CEIFEIRAS

Sempre que releio Wordsworth, mais me convenço de que a sua obra influenciou vários poetas de primeira plana quase até aos nossos dias. Apesar de inscrever-se na escola romântica, com certos devaneios à natureza e o gosto do sobrenatural, a sua poesia é moderna pelo estilo correntio, quanto possível coloquial, sem se eximir, porém, a certa nobreza de tom.    
O conhecido poema de Pessoa Ela Canta, Pobre Ceifeira filia-se directamente no célebre The Solitary Reaper [A Ceifeira Solitária]: "Behold her, single in the field, / Yon solitary Highland Lass! / Reaping and singing by herself; / Stop here, or gently pass! / Alone she cuts and binds the grain, / And sings a melancholy strain..."

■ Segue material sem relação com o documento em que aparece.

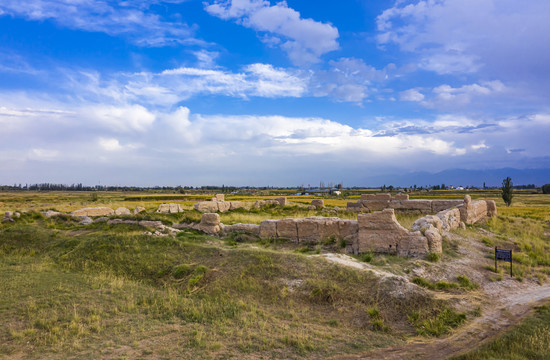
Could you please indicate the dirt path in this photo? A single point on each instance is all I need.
(506, 304)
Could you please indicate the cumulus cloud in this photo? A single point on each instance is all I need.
(127, 19)
(174, 85)
(121, 118)
(241, 146)
(446, 96)
(411, 95)
(304, 40)
(348, 80)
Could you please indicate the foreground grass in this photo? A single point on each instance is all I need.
(112, 292)
(529, 340)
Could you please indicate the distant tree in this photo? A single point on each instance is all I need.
(506, 190)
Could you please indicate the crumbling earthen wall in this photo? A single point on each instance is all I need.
(401, 203)
(378, 231)
(218, 204)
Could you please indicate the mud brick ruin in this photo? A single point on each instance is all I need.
(379, 231)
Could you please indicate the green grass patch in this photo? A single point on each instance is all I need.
(529, 340)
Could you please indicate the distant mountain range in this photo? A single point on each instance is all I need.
(463, 177)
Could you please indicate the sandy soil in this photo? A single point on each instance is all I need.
(503, 303)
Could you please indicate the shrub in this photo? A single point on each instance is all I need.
(506, 191)
(433, 257)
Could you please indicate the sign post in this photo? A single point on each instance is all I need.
(503, 255)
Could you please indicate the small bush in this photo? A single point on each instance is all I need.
(180, 271)
(466, 283)
(433, 257)
(342, 243)
(366, 257)
(373, 312)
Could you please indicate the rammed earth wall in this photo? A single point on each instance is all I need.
(401, 203)
(377, 231)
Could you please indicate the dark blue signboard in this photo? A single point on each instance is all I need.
(503, 255)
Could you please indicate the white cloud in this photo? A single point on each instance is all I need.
(480, 146)
(304, 40)
(42, 154)
(174, 85)
(121, 118)
(205, 58)
(411, 95)
(347, 80)
(110, 144)
(446, 96)
(132, 20)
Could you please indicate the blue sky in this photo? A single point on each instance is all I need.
(253, 92)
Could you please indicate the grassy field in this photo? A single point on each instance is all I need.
(529, 340)
(113, 292)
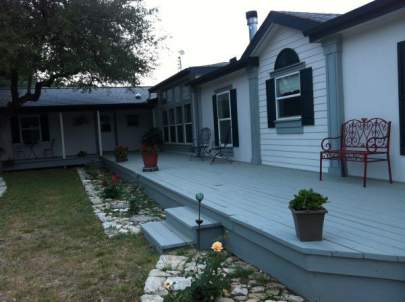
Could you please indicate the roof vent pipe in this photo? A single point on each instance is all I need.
(251, 17)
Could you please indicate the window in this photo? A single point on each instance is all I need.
(165, 123)
(105, 122)
(188, 124)
(288, 92)
(224, 118)
(179, 125)
(132, 120)
(285, 58)
(172, 126)
(30, 129)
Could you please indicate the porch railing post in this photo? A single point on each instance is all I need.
(62, 135)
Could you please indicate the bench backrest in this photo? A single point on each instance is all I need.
(356, 133)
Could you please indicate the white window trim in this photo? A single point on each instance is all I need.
(175, 124)
(37, 116)
(219, 120)
(277, 99)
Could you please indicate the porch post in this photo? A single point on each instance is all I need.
(62, 135)
(334, 83)
(99, 139)
(253, 75)
(197, 118)
(115, 128)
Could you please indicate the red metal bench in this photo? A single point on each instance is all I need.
(365, 140)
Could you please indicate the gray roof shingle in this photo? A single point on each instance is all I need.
(78, 97)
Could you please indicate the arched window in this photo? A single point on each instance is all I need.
(286, 57)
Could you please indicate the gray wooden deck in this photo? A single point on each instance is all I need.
(366, 223)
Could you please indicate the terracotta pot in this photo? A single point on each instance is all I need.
(150, 159)
(309, 224)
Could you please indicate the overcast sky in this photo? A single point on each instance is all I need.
(211, 31)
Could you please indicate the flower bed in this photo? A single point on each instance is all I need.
(120, 206)
(3, 186)
(211, 276)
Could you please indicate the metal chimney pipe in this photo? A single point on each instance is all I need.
(251, 17)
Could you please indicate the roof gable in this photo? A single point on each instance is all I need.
(297, 20)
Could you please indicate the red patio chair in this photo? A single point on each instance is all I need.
(365, 140)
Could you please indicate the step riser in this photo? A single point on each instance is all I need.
(180, 227)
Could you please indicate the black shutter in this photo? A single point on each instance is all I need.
(271, 103)
(234, 113)
(307, 96)
(15, 130)
(214, 110)
(44, 127)
(401, 85)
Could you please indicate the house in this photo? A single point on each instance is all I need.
(70, 126)
(301, 76)
(176, 112)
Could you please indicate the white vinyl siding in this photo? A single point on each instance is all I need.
(298, 151)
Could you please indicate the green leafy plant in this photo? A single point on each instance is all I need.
(207, 286)
(308, 200)
(134, 206)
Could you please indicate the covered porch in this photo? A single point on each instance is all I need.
(361, 257)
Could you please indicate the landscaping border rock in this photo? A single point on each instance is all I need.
(247, 284)
(113, 213)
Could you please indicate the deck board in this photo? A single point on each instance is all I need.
(365, 222)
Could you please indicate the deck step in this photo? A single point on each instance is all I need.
(165, 237)
(188, 216)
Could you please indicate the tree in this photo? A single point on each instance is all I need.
(83, 43)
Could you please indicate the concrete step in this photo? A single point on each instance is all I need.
(165, 237)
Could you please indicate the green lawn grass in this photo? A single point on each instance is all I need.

Já houve ensaístas que apontaram as analogias, mas ninguém relevou este dado essencial: no seu poema, Pessoa mantém os octossílabos lânguidos e vagarosos, os versos de oito sílabas métricas da composição de Wordsworth. E ninguém parece reparar porque a tradução de Jorge de Sena verteu o poema para a nossa língua com versos de sete sílabas. Por vezes, na tradução de poesia, para se garantir toda a estrutura do original, é preciso transmitir simultaneamente a fidelidade do pensamento e a forma musical.